- The film
- Directed by: Léar (Albert Kirchner)
- Produced by: Eugène Pirou
- Starring: Louise Willy
- Release date: November 1896;
- Running time: 7 minutes (only 3 minutes survive)
- Country: France
- Language: Silent

= Le Coucher de la Mariée =

Le Coucher de la Mariée (Bedtime for the Bride or The Bridegroom's Dilemma) is a French erotic short film considered to be one of the first erotic films ever made. The film was first screened in Paris in November 1896, within a year of the first public screening of a projected motion picture. The film was produced by Eugène Pirou and directed by Albert Kirchner (under the pseudonym "Léar"). It features a risqué (for the time) striptease, but does not end in nudity.

== Content ==

Le Coucher De La Mariée (1896)

A newlywed couple is in front of their wedding-bed after their wedding. The husband goes into raptures in front of his new wife, who simpers. She then asks him to withdraw while she undresses and he puts a folding screen between them. She removes one by one the many layers of clothes she wears — a jacket, a dress, underskirts, sub-underskirts, and a blouse. The husband does not stay in place, sometimes mopping his brow, sometimes reading a newspaper, sometimes having lecherous looks above the folding screen. The actors send numerous glances towards the camera.

==History of the movie==
The original film has been estimated to be around seven minutes long, but it had degraded to a poor condition in the French Film Archives until it was found in 1996. Only 3:46 minutes of the film have survived, which includes the undressing sequence.

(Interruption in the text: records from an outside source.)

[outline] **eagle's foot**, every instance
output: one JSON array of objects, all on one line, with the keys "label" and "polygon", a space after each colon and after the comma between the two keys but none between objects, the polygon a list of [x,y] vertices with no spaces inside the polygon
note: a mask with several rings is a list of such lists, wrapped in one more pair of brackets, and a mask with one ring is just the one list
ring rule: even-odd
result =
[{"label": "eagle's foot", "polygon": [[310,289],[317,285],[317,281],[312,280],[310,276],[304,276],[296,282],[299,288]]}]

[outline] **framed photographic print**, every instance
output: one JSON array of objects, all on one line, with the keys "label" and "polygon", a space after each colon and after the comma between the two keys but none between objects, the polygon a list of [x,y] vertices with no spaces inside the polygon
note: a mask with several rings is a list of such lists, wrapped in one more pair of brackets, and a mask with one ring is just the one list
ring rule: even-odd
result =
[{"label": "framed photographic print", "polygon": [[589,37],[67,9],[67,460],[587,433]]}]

The film was shot in a theater set, and featured actress Louise Willy who performs the striptease. It is the direct adaptation of a theater show with the same name and the same cast. The show was very popular at the time, at Olympia Theater (Paris). It was a pantomime, quite risqué, but still not explicit as the actress was not nude. However, because only less than four minutes have survived from the original seven minutes, it is impossible to see more than the striptease.

==Legacy==

Le Coucher De La Mariée (1904)

Le Coucher De La Mariée (1907)

There were several imitators that followed, such as Le Coucher de la mariée ou Triste nuit de noces (1899).

Pathé produced at least 4 different versions of the film between 1897 to 1907, including two also with Louise Willy.

Despite its tame (by modern standards) content, the film has in modern times been described (perhaps facetiously) as a "blue movie", "porn", a "stag film", and Pirou as the inventor thereof.